But tonight that interview makes a lot more sense. On Saturday, Michel didn’t seem to want to answer my questions, which is frustrating in itself. After Wednesday night it seems clear why - the junior running back was disappointed Georgia didn't try to run the ball more against the Gators. Perhaps he thought talking with me or anyone in the media about it was the wrong way to handle things. Looking back that’s what it felt like more than anything else.
“I think we didn’t run the ball much today,” he told me to start the interview. “That wasn’t in our game plan. We tried to execute what was in our game plan.”
A little bit later I asked him: “At what point is this offense going to get things together?”
Michel: “Some games everybody is with Georgia; some games they are not. That’s part of college football.”
I’m not sure what he was saying on that one - probably: “You are annoying me. Please leave.”
Then after another question: “They have a great defense, but we barely ran the ball that much this game.”
Michel certainly has a point there.
It’s hard for these young guys. I’ve seen winning; I’ve seen losing. It’s always easier to deal with a team that’s won than one that’s lost. And Michel has always been a stand up guy. He’s likable, and that counts for something in my book.
But sometimes after a loss the truth comes out. What Michel wasn’t trying to do was voice to me that he was angry, frustrated - any adjective you want to use - not only with losing, but also with how Georgia lost.
I get that, and he was right to go with Nick Chubb this week to talk with offensive coordinator Jim Chaney about why this team can’t or won’t run the ball. The truth is UGA might not have run the ball against the Gators because they couldn’t run the ball against them. Then again, and here’s where Michel is correct, if you don’t try to run the ball, you don’t know if you can run the ball. And all it takes with backs like Michel and Chubb is one big run and a game changes for good - see the UNC game earlier this season.
Globally, my point here is a public recognition that while what we are seeing on the field isn’t good - at least the behind the scenes is healthy to the degree that those two guys feel like they have the relationship and respect necessary to talk with their coaches about what they are unhappy about.
Jacksonville, of late, has provided me some weird interviews. Two years ago there was this one: Jeremy Pruitt, emerging from a self-imposed media blackout after a stunning upset loss to a listless Gators team, asked me while I was interviewing him: “Aren't you embarrassed about (UGA’s defense) tonight?”
I didn't have any role in what happened that night... not sure if Pruitt understood that or not. He told me a year later to never allow a reporter who worked for me to ask him a question again. That was after a loss as well.
Back to the present, the guys in the media room - at least some of them - are going to spin this that there is a big rift here between the players and the coaches. The AJC is going to push that narrative… this has become a click-bait world. And while it is true this program is 4-4 and teetering on its worst season since 2010, it is also on a good foundation when players can go and talk with coaches.

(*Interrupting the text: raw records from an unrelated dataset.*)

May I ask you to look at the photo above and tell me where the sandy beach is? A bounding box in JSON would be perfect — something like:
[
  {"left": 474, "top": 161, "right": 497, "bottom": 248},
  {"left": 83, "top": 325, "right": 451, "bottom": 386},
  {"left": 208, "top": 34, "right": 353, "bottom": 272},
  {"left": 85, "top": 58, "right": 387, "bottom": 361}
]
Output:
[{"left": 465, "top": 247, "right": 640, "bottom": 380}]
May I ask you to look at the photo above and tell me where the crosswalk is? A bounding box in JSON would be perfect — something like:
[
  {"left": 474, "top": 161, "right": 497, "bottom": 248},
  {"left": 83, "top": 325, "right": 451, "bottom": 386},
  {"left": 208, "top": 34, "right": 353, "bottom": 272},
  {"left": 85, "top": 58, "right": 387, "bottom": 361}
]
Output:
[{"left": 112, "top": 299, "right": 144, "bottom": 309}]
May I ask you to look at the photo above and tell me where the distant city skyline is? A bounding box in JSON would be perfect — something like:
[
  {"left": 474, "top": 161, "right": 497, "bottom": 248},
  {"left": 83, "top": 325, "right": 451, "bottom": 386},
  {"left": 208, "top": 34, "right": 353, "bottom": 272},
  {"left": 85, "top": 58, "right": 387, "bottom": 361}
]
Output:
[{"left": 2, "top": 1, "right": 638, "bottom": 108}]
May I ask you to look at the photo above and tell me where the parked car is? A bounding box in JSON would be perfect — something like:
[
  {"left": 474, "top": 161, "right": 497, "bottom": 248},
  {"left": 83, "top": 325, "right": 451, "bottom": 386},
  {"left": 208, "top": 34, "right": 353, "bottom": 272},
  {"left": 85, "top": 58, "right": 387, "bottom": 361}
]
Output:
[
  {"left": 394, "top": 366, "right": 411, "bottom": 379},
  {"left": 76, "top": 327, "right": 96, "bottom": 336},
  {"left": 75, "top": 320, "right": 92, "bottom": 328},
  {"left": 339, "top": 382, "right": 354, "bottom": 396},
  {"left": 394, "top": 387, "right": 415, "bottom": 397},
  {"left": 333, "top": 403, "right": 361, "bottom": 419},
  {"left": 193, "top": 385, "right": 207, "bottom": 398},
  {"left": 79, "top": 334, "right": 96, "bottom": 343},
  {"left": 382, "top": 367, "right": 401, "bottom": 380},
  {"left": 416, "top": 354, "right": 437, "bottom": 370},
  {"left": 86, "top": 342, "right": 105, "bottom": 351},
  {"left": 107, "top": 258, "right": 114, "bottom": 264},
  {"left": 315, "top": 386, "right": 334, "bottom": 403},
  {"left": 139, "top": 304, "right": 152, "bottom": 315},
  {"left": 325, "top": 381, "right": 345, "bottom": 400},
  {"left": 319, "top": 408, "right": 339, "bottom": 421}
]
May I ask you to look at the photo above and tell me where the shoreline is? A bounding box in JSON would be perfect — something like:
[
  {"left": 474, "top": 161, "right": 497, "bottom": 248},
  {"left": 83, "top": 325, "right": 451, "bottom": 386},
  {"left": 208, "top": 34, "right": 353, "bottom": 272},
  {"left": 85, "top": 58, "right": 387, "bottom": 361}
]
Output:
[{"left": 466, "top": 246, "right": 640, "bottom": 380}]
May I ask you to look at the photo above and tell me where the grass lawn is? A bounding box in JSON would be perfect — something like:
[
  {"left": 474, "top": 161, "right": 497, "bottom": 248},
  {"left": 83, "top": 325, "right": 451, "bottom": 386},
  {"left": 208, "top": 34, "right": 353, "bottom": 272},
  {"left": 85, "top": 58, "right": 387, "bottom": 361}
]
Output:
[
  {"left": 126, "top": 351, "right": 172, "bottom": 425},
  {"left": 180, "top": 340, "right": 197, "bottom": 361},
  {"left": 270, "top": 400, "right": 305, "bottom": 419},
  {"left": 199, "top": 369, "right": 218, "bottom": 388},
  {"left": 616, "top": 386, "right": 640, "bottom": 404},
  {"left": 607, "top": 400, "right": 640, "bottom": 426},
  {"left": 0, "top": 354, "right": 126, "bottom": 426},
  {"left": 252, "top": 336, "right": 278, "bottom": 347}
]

Could we say that last season? Which player went to Brian Schottenheimer last year to talk about how bad the offense was in 2015? If anyone did we didn’t hear about it publicly. Then again, Schottenheimer and Pruitt were too busy fighting about the other’s inadequacies to solve problems. Both were too worried about their next step.
That doesn’t appear to be a problem in Athens right now, and communication is never a bad thing.
Another comparison? Butch Jones was directing the band on Rocky Top five games ago. Today? His best running back has let it be known that he’s transferring for his senior season. Tennessee is Voling on their face once more. Amazing.
Georgia’s offensive line isn’t going to magically get better. And I don’t get the feeling that this is a Shawn Williams moment. But it is good to know that there is still very much of a pulse in this program. Kids, particularly two of the better players who will be playing on Sundays soon, care. This is one step in a very long and messy process, but it’s a step forward… not back.